## Assumptions in Geometric Probability ☆

| September 12, 2014

Geometric probability makes use of measurement to determine probabilities. For example, the probability of hitting a bullseye could be found by computing the ratio of the area of the bullseye (4π in^2) and the area of the entire dart board (64π in^2), which is 4/64 = 0.0625; or the probability of breaking a stick randomly and one of the pieces being less than 3 in could be found by the ratio of the length(s) that would make the break point result in one of the pieces being less than 3 in (3 in + 3 in) and the total length of the stick (10 in), which is 6/10 = 0.60 (see figures below). This geometric approach using measurements parallels the most common approach to probability more generally: P(E) = number of outcomes in the event / number of outcomes in the sample space. (Despite the fact that in the scenarios below the number of outcomes – where the dart or the break could land – is (uncountably) infinite.)

So let’s take a look at another problem. (Note: this problem was inspired by conversations with a colleague, Bill Zahner.) Let’s assume that we are going to construct an isosceles triangle. The base length is 10 in. The lengths of the other two sides will be a randomly chosen real number between 5 and 10 in (note, the side length being greater than 5 in guarantees forming a triangle, and anything under 10 in makes it non-equilateral).

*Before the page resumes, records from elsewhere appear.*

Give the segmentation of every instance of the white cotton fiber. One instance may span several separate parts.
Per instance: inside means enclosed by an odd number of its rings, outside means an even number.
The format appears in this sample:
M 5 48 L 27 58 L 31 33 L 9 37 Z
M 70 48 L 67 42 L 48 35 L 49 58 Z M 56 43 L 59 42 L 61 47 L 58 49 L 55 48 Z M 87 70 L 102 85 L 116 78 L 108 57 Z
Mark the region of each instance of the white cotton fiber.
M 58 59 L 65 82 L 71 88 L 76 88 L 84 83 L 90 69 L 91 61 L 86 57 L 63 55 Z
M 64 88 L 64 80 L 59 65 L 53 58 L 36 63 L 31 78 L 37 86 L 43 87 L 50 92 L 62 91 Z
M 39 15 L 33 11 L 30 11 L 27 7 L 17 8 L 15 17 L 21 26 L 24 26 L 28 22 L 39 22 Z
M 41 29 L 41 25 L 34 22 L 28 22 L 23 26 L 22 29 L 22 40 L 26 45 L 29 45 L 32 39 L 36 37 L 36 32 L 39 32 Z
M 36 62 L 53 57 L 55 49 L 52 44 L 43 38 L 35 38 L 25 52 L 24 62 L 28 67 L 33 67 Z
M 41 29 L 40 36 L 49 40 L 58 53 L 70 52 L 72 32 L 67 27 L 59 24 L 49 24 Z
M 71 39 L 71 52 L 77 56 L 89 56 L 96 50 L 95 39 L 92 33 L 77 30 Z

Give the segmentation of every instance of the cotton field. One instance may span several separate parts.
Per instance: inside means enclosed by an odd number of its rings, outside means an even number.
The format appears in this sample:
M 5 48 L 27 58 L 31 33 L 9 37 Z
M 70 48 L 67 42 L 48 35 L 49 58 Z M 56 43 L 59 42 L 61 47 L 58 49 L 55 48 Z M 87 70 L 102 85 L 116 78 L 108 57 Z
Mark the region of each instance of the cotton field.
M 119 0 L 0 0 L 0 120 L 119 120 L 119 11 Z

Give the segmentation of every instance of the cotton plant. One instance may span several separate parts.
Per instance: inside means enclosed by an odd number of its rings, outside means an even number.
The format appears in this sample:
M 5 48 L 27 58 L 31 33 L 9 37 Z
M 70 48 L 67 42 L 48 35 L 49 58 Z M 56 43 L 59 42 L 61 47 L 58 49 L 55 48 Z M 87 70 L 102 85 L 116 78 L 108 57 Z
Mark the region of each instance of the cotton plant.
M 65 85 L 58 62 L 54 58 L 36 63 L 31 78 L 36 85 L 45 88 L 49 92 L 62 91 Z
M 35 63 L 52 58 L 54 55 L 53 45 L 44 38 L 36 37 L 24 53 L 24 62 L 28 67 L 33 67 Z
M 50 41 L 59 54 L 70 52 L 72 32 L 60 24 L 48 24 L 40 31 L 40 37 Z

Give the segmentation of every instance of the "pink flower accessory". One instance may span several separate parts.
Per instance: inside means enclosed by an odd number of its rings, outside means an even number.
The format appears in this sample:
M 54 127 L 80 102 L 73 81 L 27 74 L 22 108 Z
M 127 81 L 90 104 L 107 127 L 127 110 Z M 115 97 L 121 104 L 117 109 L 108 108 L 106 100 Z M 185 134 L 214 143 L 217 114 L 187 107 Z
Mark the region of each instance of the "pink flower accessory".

What is the probability that the resultant triangle is acute? obtuse? right? The figure below provides some insight – where along the perpendicular bisector of the isosceles triangle determines the classification of the triangle. So, using geometric probability, we could determine the likelihood of forming an obtuse triangle by computing the ratio of lengths: namely, the length up to the semicircle, which is 5 in, divided by the entire length, which is 5√3. So P(obtuse)=5/5√3 ≈ 0.577. Similarly, P(acute)=(5√3 – 5)/5√3 ≈ 0.423, and P(right)=0. Dealing with the probability of forming a right triangle being zero, despite in fact being possible, is difficult enough; but dealing with the fact that long-term simulations of the problem put the probability of being obtuse as less than the probability of being acute, indicating that these probabilities are, in fact, incorrect, takes additional insight into and understanding about the underlying assumptions of geometric probabilities.

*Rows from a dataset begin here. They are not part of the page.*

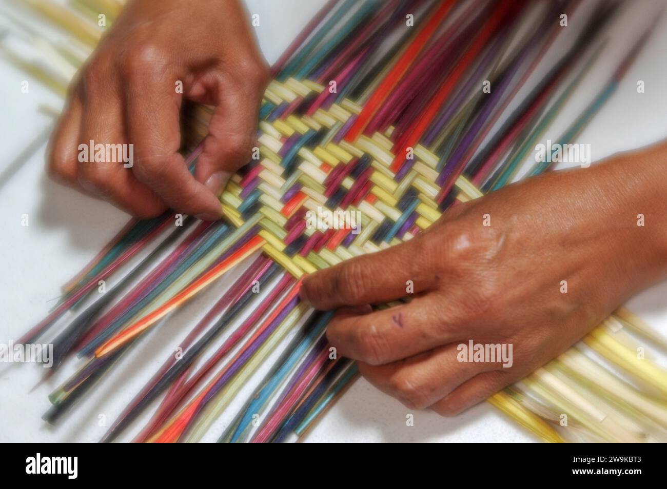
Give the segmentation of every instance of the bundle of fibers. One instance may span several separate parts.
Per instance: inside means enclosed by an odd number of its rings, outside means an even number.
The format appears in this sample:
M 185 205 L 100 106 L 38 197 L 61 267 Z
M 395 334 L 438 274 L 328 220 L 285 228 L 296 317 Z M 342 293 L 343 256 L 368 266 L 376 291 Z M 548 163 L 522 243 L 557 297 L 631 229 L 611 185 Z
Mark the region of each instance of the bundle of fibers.
M 121 3 L 21 3 L 39 14 L 35 23 L 46 19 L 75 40 L 42 39 L 59 66 L 67 67 L 59 78 L 39 63 L 10 59 L 64 94 L 59 79 L 80 67 L 81 53 L 91 52 L 101 35 L 97 13 L 111 23 Z M 450 206 L 515 179 L 604 49 L 606 27 L 622 15 L 622 3 L 598 4 L 571 47 L 538 73 L 562 35 L 561 14 L 577 14 L 579 2 L 329 0 L 272 68 L 257 157 L 221 195 L 225 219 L 188 217 L 175 228 L 173 213 L 133 220 L 20 340 L 55 336 L 51 374 L 74 352 L 83 359 L 49 396 L 45 418 L 56 422 L 131 356 L 148 331 L 236 269 L 240 276 L 181 341 L 182 354 L 165 360 L 103 440 L 115 439 L 150 408 L 152 417 L 135 441 L 197 441 L 261 368 L 267 373 L 219 441 L 302 436 L 358 376 L 355 363 L 338 358 L 327 342 L 333 312 L 300 301 L 302 278 L 409 240 Z M 25 35 L 41 37 L 38 24 L 25 23 Z M 593 119 L 652 29 L 619 57 L 558 143 L 573 141 Z M 529 79 L 531 90 L 522 90 Z M 480 89 L 487 81 L 490 93 Z M 191 168 L 211 113 L 196 107 L 186 116 Z M 552 166 L 534 165 L 526 175 Z M 309 211 L 323 211 L 360 215 L 360 232 L 307 225 Z M 99 280 L 128 267 L 111 289 L 91 297 Z M 620 308 L 565 354 L 488 400 L 546 441 L 663 439 L 667 374 L 638 358 L 638 338 L 665 348 L 650 326 Z

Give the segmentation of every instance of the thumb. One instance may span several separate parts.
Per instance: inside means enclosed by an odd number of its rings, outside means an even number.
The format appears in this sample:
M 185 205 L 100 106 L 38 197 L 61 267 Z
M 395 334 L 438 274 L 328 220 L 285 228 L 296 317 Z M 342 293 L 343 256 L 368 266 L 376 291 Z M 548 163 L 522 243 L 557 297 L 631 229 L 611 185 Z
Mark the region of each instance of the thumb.
M 221 86 L 195 178 L 216 196 L 237 170 L 248 163 L 256 144 L 261 94 Z

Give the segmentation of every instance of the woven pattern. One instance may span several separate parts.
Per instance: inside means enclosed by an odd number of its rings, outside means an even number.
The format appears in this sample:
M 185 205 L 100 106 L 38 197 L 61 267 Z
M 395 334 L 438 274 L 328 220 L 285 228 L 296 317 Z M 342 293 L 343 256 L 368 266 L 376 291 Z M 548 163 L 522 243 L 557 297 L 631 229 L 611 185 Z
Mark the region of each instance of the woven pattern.
M 410 167 L 397 177 L 390 169 L 391 129 L 360 136 L 354 144 L 343 139 L 361 111 L 354 102 L 319 108 L 311 117 L 281 114 L 297 98 L 324 89 L 293 78 L 271 82 L 262 109 L 266 120 L 259 125 L 261 159 L 235 175 L 221 197 L 229 221 L 237 227 L 259 226 L 263 251 L 297 278 L 410 239 L 440 216 L 438 157 L 418 146 Z M 482 195 L 462 176 L 456 187 L 462 201 Z M 309 229 L 306 213 L 318 208 L 360 211 L 361 233 Z

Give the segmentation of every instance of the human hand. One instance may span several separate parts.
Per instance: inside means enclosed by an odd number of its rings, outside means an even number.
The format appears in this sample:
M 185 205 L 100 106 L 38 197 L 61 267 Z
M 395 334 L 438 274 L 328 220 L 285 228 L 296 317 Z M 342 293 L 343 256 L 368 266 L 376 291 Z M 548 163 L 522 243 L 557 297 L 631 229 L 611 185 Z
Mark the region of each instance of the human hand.
M 454 206 L 410 241 L 307 276 L 302 298 L 319 309 L 357 306 L 339 311 L 327 334 L 372 384 L 410 408 L 456 414 L 667 276 L 665 149 L 552 172 Z M 410 296 L 376 312 L 366 305 Z M 470 340 L 512 345 L 511 366 L 459 361 L 458 346 Z
M 139 217 L 167 207 L 220 217 L 217 196 L 249 159 L 269 79 L 244 15 L 236 0 L 129 3 L 70 89 L 49 173 Z M 183 99 L 215 107 L 194 177 L 178 153 Z M 131 167 L 80 162 L 91 140 L 132 145 Z

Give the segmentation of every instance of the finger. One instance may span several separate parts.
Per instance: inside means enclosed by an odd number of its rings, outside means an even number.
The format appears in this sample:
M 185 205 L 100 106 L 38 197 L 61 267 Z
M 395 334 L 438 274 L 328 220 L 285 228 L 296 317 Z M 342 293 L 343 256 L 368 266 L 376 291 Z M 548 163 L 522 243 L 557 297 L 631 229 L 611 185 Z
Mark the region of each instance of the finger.
M 125 161 L 131 153 L 123 124 L 122 101 L 112 87 L 87 84 L 79 144 L 82 149 L 87 149 L 87 158 L 79 159 L 79 182 L 85 190 L 133 215 L 154 217 L 163 213 L 166 206 L 126 167 L 131 162 Z M 96 145 L 99 145 L 97 147 L 103 149 L 103 161 L 97 157 Z
M 301 298 L 317 309 L 394 300 L 433 288 L 440 279 L 430 239 L 417 237 L 382 251 L 356 256 L 307 276 Z
M 216 85 L 211 89 L 215 108 L 195 177 L 219 195 L 229 177 L 250 159 L 257 138 L 261 92 L 249 89 L 242 80 L 221 75 L 215 78 Z
M 67 107 L 49 143 L 47 169 L 54 180 L 79 187 L 77 155 L 79 134 L 83 114 L 81 85 L 76 83 L 68 97 Z
M 189 173 L 178 153 L 181 98 L 169 67 L 155 49 L 129 57 L 125 114 L 133 172 L 171 209 L 203 219 L 221 216 L 217 198 Z
M 502 370 L 479 374 L 434 404 L 431 409 L 441 416 L 456 416 L 518 380 Z
M 424 409 L 455 390 L 493 364 L 458 361 L 456 345 L 380 366 L 360 362 L 362 374 L 382 392 L 413 409 Z
M 371 314 L 339 312 L 327 338 L 342 356 L 372 365 L 394 362 L 466 336 L 464 323 L 449 319 L 442 302 L 432 294 Z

Using geometric probability assumes that every point in the space is equally likely – in other words, that the distribution of outcomes is uniform. In this case, the “space” is the line segment (along the perpendicular bisector) for where the third vertex of the triangle could be. Although it is possible for the third vertex to fall anywhere along this line, how these points fall on that line is, in fact, not uniformly distributed. The video below models the situation in motion, indicating that the third vertex being near the base is much less likely than other places – in other words, the possible vertex points are not uniformly distributed. Using geometric measurements to determine the probability is inappropriate.